If you have a business that is particularly vulnerable to theft, like a jewelry store, or payday loan center, you may want to consider bulletproof glass.​

If you have a business that is particularly vulnerable to theft, like a jewelry store, or payday loan center, you may want to consider bulletproof glass. This high security glass is sometimes also called ballistic glass, transparent armor, or bullet-resistant glass. The bullets don’t bounce right off the surface, they are absorbed by layers, and deform the shape of the projectile on impact, rendering it less harmful.

This glass is manufactured by layering together sheets of laminated glass, acrylic, or both. The more layers you have, the more protection you have. These layers are bound together through a chemical process, thereby strengthening it enough to absorb the impact of a bullet or blast. The stopping power is directly proportional to the thickness. Framing systems for this glass can also be bullet resistant to offer added protection.

Three common types of ballistic security glass are bulletproof acrylic, laminated polycarbonate, and glass clad polycarbonate. These types of glass are rated on a 1-8 scale, with 8 providing the most protection. Commonly, small businesses choose level 1 security glass as a crime deterrent, as it provides enough protection to withstand shots from a small caliber handgun. Level 2, often selected by banks, can withstand higher caliber shots. Level 3 is recommended for buildings like police stations and government facilities, as they have a higher level of threat. Levels 4 – 8 tend to be more for military applications or for embassies overseas. Glass of the highest security like this is custom made and often quite costly.

Additionally, bullet proof glass can be fitted to vehicles, like police cruisers or armored vans.

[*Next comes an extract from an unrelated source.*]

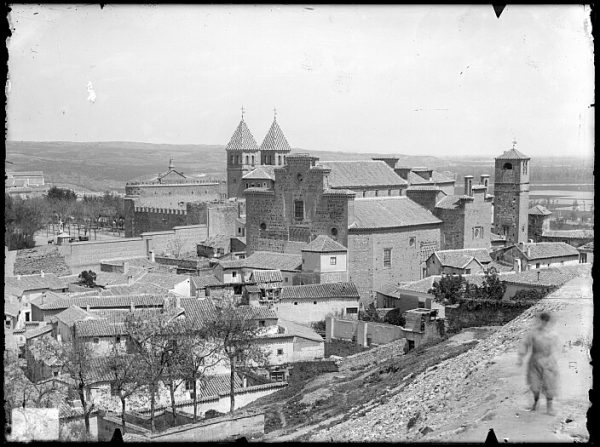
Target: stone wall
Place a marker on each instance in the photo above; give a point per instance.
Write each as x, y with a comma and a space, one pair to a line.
473, 313
365, 256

Things to consider when evaluating options are weight, transparency/optical clarity, and thickness. Typically, the higher the rating level, the heavier the glass. The lower the rating level, the more optical clarity. Thickness is important when retrofitting older buildings, as thicker make-ups often don’t fit the glazing pocket. Lighter materials are more feasible for security doors or portable buildings, and for automotive applications.